Energy Resources

Power availability and efficiency for computation and operations.

Why This Matters

Understanding where an AI system operates on this dimension helps you evaluate its capabilities, limitations, and potential biases. Different power levels are appropriate for different use cases - the key is transparency about what level a system operates at and whether that matches its stated purpose.

Understanding the Scale

Each dimension is measured on a scale from 0 to 9, where:

  • Level 0 - Nothing: Zero capability, no access or processing
  • Levels 1-2 - Minimal capability with extreme constraints and filtering
  • Levels 3-5 - Limited to moderate capability with significant restrictions
  • Levels 6-7 - High capability with some institutional constraints
  • Levels 8-9 - Maximum capability approaching omniscience (∞)

Level Breakdown

Detailed explanation of each level in the 1imension dimension:

No energy resources. No power for computation or operations.

Real-World Example: A completely unpowered system with no energy access.

Limited battery power. Must conserve energy aggressively. Frequent recharging required.

Real-World Example: Smartphones with limited battery (needs daily charging), wireless IoT sensors (coin cell batteries lasting months but highly constrained), portable field equipment (tablets for outdoor work with 8-10 hour battery), or wearable devices (smartwatches requiring nightly charging).

Standard residential electricity. Adequate for personal use but limited by household circuits and utility costs.

Real-World Example: Home offices (residential 15-20 amp circuits, typical 100-200 amp service), individual developers working from home (paying residential electricity rates, limited by home wiring), small home servers (single machine in closet, monitored electricity bills), or home AI workstations (single GPU limited by home circuit breakers).

Small commercial power service. Can support office equipment and small servers but limited capacity.

Real-World Example: Small business offices (commercial 3-phase power, small server closet), independent coffee shops (espresso machines, POS systems, lighting), small medical clinics (exam equipment, computers, basic systems), or coworking spaces (desks, Wi-Fi equipment, shared resources).

Standard commercial power with some redundancy. Can support moderate computing needs and operations.

Real-World Example: Small data centers (100-200 kW capacity, UPS backup, diesel generator), medium-sized offices (HVAC, lighting, computer infrastructure), retail stores (refrigeration, lighting, POS systems, security), or small hospitals (medical equipment, lights, basic redundancy).

Enterprise power infrastructure with redundancy and backup. Can support significant computing and reliable operations.

Real-World Example: Corporate data centers (1-5 MW capacity, N+1 redundancy, backup generators), large hospitals (operating rooms, life support, full backup systems), university campuses (multiple buildings, research equipment, resilient power), or regional offices (hundreds of employees, always-on systems).

Multiple facilities with diverse power sources. Geographic distribution reduces risk. Can handle major computing loads.

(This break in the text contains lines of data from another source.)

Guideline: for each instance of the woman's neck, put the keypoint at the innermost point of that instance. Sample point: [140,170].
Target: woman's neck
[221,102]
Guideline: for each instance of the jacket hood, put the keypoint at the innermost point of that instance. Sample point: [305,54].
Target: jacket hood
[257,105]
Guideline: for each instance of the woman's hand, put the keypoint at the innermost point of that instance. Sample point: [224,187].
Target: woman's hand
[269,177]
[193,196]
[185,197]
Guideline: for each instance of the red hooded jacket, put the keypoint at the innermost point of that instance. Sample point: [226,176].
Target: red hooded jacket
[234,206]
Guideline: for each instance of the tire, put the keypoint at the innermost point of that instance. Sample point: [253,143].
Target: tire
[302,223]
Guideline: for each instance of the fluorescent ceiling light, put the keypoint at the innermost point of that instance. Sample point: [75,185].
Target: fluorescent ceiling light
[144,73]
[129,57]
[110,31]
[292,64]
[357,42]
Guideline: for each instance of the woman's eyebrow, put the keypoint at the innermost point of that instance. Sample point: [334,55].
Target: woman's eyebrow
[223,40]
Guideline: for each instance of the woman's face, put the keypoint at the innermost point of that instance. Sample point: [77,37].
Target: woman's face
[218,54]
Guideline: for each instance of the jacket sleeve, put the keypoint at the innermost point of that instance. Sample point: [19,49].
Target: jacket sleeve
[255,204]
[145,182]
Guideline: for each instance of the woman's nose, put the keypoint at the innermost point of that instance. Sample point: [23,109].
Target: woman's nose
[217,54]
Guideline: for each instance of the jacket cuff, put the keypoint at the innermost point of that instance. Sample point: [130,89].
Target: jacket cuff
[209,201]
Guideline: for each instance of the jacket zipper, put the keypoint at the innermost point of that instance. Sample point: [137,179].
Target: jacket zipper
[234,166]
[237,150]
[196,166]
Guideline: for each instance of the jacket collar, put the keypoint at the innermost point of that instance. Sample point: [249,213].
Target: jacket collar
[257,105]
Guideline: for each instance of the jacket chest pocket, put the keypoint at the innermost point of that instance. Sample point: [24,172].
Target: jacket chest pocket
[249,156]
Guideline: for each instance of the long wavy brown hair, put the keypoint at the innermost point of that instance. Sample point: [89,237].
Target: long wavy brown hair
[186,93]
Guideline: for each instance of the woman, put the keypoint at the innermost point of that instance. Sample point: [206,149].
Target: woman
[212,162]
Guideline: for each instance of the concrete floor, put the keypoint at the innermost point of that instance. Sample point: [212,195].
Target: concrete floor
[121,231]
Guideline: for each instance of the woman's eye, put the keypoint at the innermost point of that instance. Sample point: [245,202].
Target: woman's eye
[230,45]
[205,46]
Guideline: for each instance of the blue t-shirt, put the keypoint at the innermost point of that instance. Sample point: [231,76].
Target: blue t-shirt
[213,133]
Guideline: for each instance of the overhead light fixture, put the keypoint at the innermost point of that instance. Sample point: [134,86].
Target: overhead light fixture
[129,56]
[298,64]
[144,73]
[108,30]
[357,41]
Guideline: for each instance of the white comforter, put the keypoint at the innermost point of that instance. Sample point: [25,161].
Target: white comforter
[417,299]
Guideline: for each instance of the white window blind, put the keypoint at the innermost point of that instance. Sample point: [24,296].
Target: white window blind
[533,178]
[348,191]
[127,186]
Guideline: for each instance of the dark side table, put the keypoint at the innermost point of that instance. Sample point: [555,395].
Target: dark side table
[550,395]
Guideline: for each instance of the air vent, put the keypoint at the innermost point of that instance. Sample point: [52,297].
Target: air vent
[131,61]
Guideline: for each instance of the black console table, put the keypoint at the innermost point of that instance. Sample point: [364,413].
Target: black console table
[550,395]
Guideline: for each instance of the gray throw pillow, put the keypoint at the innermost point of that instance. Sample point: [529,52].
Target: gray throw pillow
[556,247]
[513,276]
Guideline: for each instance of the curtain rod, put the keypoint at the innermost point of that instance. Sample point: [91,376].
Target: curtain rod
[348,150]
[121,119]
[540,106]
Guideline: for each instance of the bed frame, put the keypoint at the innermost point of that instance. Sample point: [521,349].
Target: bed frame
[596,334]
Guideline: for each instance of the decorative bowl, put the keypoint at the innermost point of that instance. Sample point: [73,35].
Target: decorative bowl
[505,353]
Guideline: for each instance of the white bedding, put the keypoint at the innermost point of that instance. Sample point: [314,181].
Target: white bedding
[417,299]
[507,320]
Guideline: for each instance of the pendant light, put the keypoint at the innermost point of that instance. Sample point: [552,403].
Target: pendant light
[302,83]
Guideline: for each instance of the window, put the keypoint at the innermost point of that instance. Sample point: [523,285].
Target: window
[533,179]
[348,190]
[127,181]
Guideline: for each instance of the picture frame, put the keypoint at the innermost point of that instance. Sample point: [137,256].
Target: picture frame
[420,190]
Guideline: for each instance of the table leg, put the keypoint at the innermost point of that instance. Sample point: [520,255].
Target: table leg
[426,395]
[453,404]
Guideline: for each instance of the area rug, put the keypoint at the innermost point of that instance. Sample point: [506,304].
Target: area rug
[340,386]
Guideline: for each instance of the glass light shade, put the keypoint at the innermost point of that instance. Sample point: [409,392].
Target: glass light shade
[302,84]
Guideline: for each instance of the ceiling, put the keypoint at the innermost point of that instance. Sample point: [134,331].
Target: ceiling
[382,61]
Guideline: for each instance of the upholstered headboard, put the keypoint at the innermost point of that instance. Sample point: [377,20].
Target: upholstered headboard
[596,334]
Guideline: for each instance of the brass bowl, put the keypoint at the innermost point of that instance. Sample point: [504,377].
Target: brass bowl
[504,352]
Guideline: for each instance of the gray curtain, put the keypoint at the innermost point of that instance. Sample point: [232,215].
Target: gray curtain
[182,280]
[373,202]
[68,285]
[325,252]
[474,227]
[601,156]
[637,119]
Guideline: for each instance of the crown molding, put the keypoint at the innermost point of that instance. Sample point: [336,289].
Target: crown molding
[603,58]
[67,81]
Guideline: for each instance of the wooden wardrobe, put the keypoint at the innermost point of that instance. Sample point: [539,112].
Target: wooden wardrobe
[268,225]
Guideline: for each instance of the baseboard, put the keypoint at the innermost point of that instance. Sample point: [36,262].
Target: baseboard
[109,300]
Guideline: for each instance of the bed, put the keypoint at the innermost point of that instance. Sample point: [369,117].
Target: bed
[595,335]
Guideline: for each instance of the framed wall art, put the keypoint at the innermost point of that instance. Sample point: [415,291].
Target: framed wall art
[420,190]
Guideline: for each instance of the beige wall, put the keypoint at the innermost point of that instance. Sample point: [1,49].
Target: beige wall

Real-World Example: Regional hospital networks (multiple facilities each with backup power, some with on-site generation), multi-site corporations (data centers in different regions with diverse power sources), large manufacturers (factories with dedicated substations, on-site generation), or university systems (multiple campus power plants).

Massive power infrastructure for hyperscale operations. 20-100 MW per facility. Can negotiate directly with utilities.

Real-World Example: Major tech company data centers (Meta Prineville data center 90 MW, Microsoft data centers 50-100 MW each), large AI training facilities (OpenAI, Anthropic training clusters requiring tens of megawatts), cryptocurrency mining operations (large-scale Bitcoin mining using 30-50 MW), or large cloud providers (AWS, Azure, Google data centers with dedicated substations).

Industrial-scale energy infrastructure. 100+ MW capacity. Access to dedicated power generation or significant grid capacity.

Real-World Example: Largest data center campuses (Google Mesa Arizona 300+ MW, Meta Fort Worth 200+ MW), aluminum smelters (400-600 MW for aluminum production), cryptocurrency mining at national scale (Kazakhstan bitcoin mining using 500+ MW), or large national research facilities (CERN Large Hadron Collider using 200 MW during operation).

Approaching infinite energy resources. Unlimited power for any computational or operational need without constraints. No energy costs or availability limitations. Approaching god-like energy omnipotence.

Real-World Example: No real-world example exists. Level ∞ would require unlimited energy without constraints—ability to power any operation at any scale instantly, no electricity costs, no grid limitations, no environmental impact concerns, ability to provision gigawatts on demand. Even nation-states and largest corporations face energy constraints and costs. This approaches divine energy omnipotence.